Tadanori Yokoo was born in 1936 Japan. If you think about the post-WW2 world he grew up in, it’s easy to see how his surroundings shaped his art. While I hate to critique and inject symbolism into an artist’s work, I feel like (here I go) there’s a struggle of pride and shame, with western influences interspersed.
This was not the first time his presence graced this museum. Apparently he was such a boss that in 1972, he was the first living graphic designer to get a solo exhibition at MoMa for his designs.
I think it’s his mastery that really stood out to me from a lot of other pieces of art in MoMa. Modern art is very conceptual, and Tadanori takes an extremely classic form of the hyper-symmetrical poster and then executes his vision with next-level technique.
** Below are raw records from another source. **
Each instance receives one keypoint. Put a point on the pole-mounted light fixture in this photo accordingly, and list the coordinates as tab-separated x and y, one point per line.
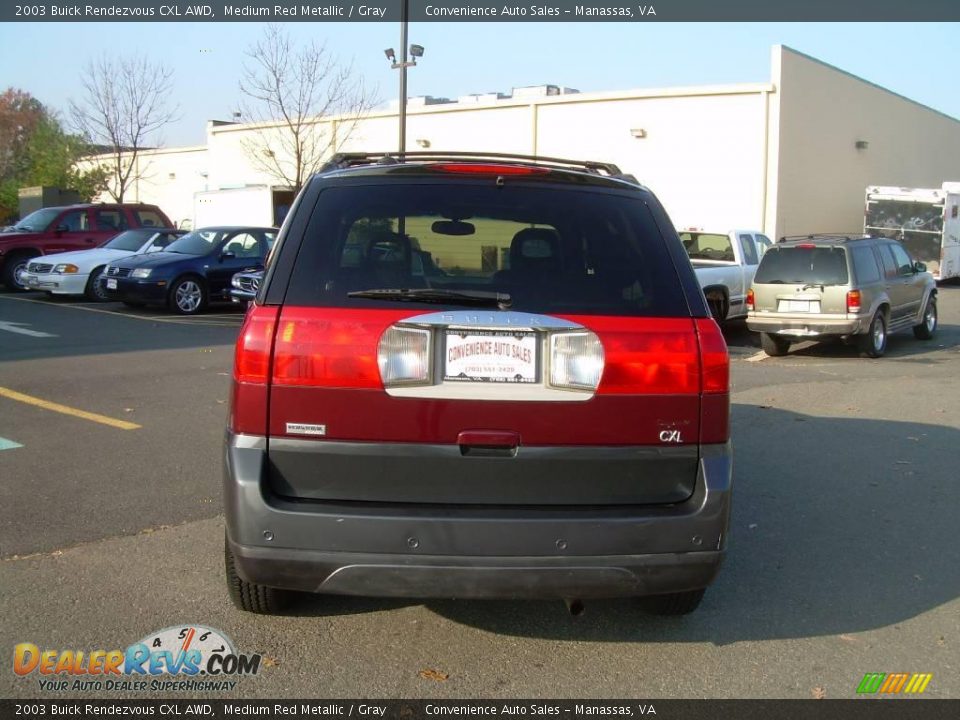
416	51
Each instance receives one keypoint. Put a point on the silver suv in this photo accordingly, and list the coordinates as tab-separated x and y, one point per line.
858	288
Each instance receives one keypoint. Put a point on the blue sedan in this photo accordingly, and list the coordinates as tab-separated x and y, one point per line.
192	272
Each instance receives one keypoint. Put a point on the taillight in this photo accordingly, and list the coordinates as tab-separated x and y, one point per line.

There’s a sea of art these days that is great in concept but fails in execution and I felt for a second when I saw this that I found land.
I wish I could do more research on him and provide a more in-depth understanding, but nahhh, I’m not getting paid for this. I think this nice lady did just that though, and it’s very sexily packaged.
Here’s a nice little interview with Tadanori Yokoo and a survey in the The Japan Times of his life and later departure from design and shift towards painting. He’s 77 now.
Oh and I never followed through on becoming a graphic designer, but that’s not Tadanori’s fault, that’s totally on me.